Aber wart mal, mit diesem «You» bin sowieso nicht ich gemeint. Cohen spricht mit Gott persönlich, dem Dealer des Kartenspiels, aus dem der 82-Jährige bald auszuscheiden gedenkt: «Hineni, I’m ready, my Lord», hier bin ich (auf Hebräisch), ich bin bereit, mein Herr. Es ist ein abgrundtief düsteres Spiel, das Cohen in diesem Song beschreibt, und die Erlösung besteht höchstens darin, dass er bald nicht mehr mitspielt.

Es gibt ja diese Geschichten von Menschen, die auf dem Sterbebett ihren Draht ins Jenseits stärken, Geschichten, von denen man hofft, dass man sie selber nie erleben muss. Dass man nicht plötzlich heimgesucht wird von diesem Glauben, von dem man nie gewusst hat, was er überhaupt sein soll. Aber einer wie Cohen, der schon jede Form von Spiritualität ausprobiert hat, die auf dem Markt der Religionen angeboten wird, und am Ende in die Dunkelheit statt ins Licht fährt, der müsste ja Rat wissen.

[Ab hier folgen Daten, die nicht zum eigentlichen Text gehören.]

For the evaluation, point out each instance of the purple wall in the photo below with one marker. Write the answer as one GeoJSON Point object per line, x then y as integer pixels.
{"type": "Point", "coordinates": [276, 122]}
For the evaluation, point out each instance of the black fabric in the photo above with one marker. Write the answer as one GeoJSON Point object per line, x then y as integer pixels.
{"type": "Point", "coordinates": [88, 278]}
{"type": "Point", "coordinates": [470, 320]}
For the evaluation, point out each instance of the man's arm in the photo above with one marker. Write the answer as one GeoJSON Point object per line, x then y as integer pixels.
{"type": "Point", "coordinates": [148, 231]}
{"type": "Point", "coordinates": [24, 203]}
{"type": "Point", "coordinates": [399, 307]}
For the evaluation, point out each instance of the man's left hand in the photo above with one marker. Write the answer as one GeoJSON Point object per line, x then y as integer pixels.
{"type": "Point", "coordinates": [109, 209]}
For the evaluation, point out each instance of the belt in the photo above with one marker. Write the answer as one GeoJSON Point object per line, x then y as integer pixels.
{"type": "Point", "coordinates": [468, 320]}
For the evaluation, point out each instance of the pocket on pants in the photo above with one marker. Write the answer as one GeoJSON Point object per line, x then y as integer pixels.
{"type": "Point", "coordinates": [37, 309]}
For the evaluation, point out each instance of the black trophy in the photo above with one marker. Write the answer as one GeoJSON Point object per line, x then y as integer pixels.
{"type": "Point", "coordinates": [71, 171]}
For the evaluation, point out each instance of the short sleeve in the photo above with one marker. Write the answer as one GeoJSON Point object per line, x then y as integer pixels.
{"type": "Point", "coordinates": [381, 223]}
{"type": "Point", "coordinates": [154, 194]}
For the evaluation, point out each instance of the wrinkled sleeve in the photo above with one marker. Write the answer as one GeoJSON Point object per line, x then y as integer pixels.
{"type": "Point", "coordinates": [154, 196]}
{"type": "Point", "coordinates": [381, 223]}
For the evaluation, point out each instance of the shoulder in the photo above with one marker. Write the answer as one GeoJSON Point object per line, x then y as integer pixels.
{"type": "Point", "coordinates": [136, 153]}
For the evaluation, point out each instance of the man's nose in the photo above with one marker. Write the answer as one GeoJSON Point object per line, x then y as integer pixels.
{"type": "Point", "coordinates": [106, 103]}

Er wisse, dass jedes menschliche Leben einen spirituellen Anteil habe, sagte Cohen in einem grossartigen Porträt in der Zeitschrift «New Yorker». Das sei bloss eine Realität, von der man beeinflusst werde, die man aber nicht durchdringen könne. Daraus spreche die Stimme Gottes. Manchmal sage sie auch, man solle ein Sandwich essen. Und jetzt gerade sagt sie offenbar, ich soll diesen Song hören. Wenn Gott nur das ist, dann kann ich mit ihm leben.

Wenn Bob Dylan das Telefon partout nicht abnehmen will, könnte die Schwedische Akademie ja mal Herrn Cohen fragen, ob er den Nobelpreis annehmen möchte.